Lo sfondo chirurgico si inserisce in una più ampia turbolenza istituzionale. Oltre 10.000 tifosi della Lazio hanno sfilato per Roma protestando contro il presidente Claudio Lotito, una dimostrazione di malcontento che va ben oltre un piazzamento a metà classifica. Il club sta contemporaneamente gestendo una potenziale partenza per il difensore Mario Gila, legato a un trasferimento al Milan con una cifra tra i 25 e i 30 milioni di euro presumibilmente richiesta per strapparlo via. Gennaro Gattuso è stato indicato come una figura in arrivo, con un presunto interesse per attaccanti di profilo italiano tra cui Zaniolo e Lucca. Angelo Peruzzi viene richiamato nella struttura del club. L'assetto viene riorganizzato rapidamente.

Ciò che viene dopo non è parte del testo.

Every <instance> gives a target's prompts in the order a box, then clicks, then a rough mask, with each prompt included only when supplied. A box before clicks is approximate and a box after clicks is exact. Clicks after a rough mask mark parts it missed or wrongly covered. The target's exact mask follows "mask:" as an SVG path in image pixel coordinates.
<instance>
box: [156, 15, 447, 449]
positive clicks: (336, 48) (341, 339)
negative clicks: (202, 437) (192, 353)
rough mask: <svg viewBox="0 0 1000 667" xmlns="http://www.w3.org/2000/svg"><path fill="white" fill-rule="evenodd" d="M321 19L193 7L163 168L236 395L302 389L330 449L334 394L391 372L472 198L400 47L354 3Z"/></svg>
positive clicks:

Per Rovella, la domanda è a che tipo di club tornerà una volta recuperato. La Lazio di Maurizio Sarri lo ha plasmato in una presenza composta e metronomica a centrocampo — un giocatore il cui voto medio di 7,10 nelle sue presenze riflette consistenza piuttosto che volatilità. Il suo punteggio complessivo AI di 71 con un potenziale massimo di 78 indica un giocatore ancora in ascesa, uno che non ha ancora raggiunto il limite superiore di ciò che il suo profilo proietta. Quel divario tra attuale e potenziale è precisamente il tipo di cifra che attrae l'interesse di mercato, e in un'estate in cui l'architettura della rosa della Lazio viene rinegoziata dall'alto verso il basso, la posizione di Rovella non è garantita per rimanere indisturbata.

Mancherà la prima parte della preparazione pre-stagionale — Isaksen affronta la stessa tempistica — il che riduce la sua capacità di impressionare chiunque assuma le redini tecniche. L'intervento chirurgico è un contrattempo, non una crisi, ma in un'estate con così tanto rumore istituzionale, i giocatori che non possono essere visti sul campo di allenamento tendono a diventare più facili da cedere.

Il prossimo capitolo di Rovella alla Lazio sarà scritto nelle settimane successive al suo ritorno in piena forma — e per allora, il club intorno a lui potrebbe apparire considerevolmente diverso.